Jeanine, vieille prostituée, se confie. Depuis le jour magique de sa naissance (sur une petite barque en Algérie), en passant par les émeutes d'Alger en 1962, ses amours déçues et les concours de natation, jusqu'au trottoir strasbourgeois. Son histoire est hors du commun. C'est par hasard que Matthias Picard, l'auteur, décide d'interviewer sa voisine : Jeanine. Il ne s'attendait pas à découvrir autant de choses sur cette femme mais il s'avère que sa vie va constituer un projet gagnant pour les Arts décoratifs. Un an plus tard, on lui propose de reprendre son histoire sous forme de feuilleton, dans la revue Lapin (gigantesque tremplin pour jeunes auteurs). Matthias accepte et publie ses dessins entre février 2009 et mai 2010 avant de sortir une version complète. Son premier livre : Jeanine. La BD s'ouvre sur une grande case représentant le Capitole, un cinéma de Lausanne. En effet, c'est une belle image pour résumer la vie de cette prostituée. C'est un spectacle à peine croyable mais cette histoire est un long tourbillon d'images avec ses acteurs et ses rebondissements. Jeanine a vingt-deux ans lorsqu'elle se fait aborder par un inconnu dans une Chevrolet. Elle ne comprend pas très bien ce qu'il lui demande mais elle accepte de boire un verre avec lui. Deux semaines plus tard elle le revoit, fait l'amour avec lui et trouve une petite liasse de billets sur coin de table. Choquée, Jeanine comprend enfin. Elle refuse l'argent et s'enfuit pour ne plus jamais le revoir. Cependant, un soir, en y repensant, Jeanine s'arrête et attend. Cette fois-ci c'est une Ford : on lui propose une belle somme. Absolument rien ne la prédestinait à devenir une prostituée mais par hasard et sûrement aussi par facilité, son destin bascule doucement. L'auteur choisit de ponctuer son récit par de fréquents retour au présent. D'abord un peu surpris, on ne peut pas s'empêcher d'éprouver de la tendresse à l'égard de cette vieille femme, qui pourrait être la grand-mère de n'importe quel enfant mais qui, le soir venu, enfile une perruque blonde et s'engouffre dans la nuit, en attente d'un client. Ces coups d'œil sur les rendez-vous de Matthias et de Jeanine donnent une texture particulière au récit. La sincérité et la vérité de son témoignage s'en trouvent renforcés.

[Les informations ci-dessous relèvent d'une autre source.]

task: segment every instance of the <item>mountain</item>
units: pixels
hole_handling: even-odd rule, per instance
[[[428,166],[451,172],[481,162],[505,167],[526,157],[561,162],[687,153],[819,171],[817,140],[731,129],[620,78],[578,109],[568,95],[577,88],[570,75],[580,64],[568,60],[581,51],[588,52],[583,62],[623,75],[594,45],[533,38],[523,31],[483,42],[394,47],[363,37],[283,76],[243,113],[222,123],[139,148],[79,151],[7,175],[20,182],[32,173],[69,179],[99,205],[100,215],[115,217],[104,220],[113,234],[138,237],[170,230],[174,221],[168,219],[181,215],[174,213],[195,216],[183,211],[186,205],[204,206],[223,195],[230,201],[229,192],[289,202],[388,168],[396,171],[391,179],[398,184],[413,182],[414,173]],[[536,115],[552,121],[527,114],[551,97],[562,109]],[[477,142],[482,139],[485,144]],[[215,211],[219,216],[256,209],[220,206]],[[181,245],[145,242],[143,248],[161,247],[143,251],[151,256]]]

Mais Jeanine c'est aussi un autre regard sur les évènements du passé. À Alger, le 26 mars 1962, elle participe à cette grande manifestation devenue émeute. Elle réfléchit à peine et se jette à terre avec deux enfants. Elle les assomme puis les « barbouille » de sang pour les protéger. Elle explique que dans la foulée une balle ricoche sur sa main et lui sectionne trois tendons. A cause de cet accident on comprend qu'elle ne pourra plus jamais pratiquer la natation comme avant mais on ne le réalise que quelques chapitres plus tard. Puis on lui découvre également un rôle particulier dans la cause des prostituées. Porte-parole, sous le pseudonyme d' « Isa la suédoise » (à cause de sa perruque blonde), présente à de multiples conventions, interviewée par nombre de journalistes... Jeanine se bat pour que ces femmes puissent être « libres d'être des femmes comme les autres, des citoyennes respectées, considérées ». Elle raconte même avoir retrouvé le corps mutilé d'une jeune prostituée et repéré son meurtrier grâce à sa voiture.
Au fil des pages la distance entre elle et nous s'amenuise. On a peine à croire tout ce que l'on vient de vivre et pourtant tout cela est bien réel. Matthias Picard, de façon délicate et sensible, nous dessine d'un trait maladroit les visages et les paysages. Ce monde de papier est-il vraiment celui de Jeanine? Elle-même ne peut pas s'empêcher de plonger le nez dans les cases et d'observée, émue : « C'est vraiment ça... ».
Picard Matthias, Jeanine, L'Association, col. Ciboulette, 2011. 18€
Nathalie Bonhomme, L1 Humanités.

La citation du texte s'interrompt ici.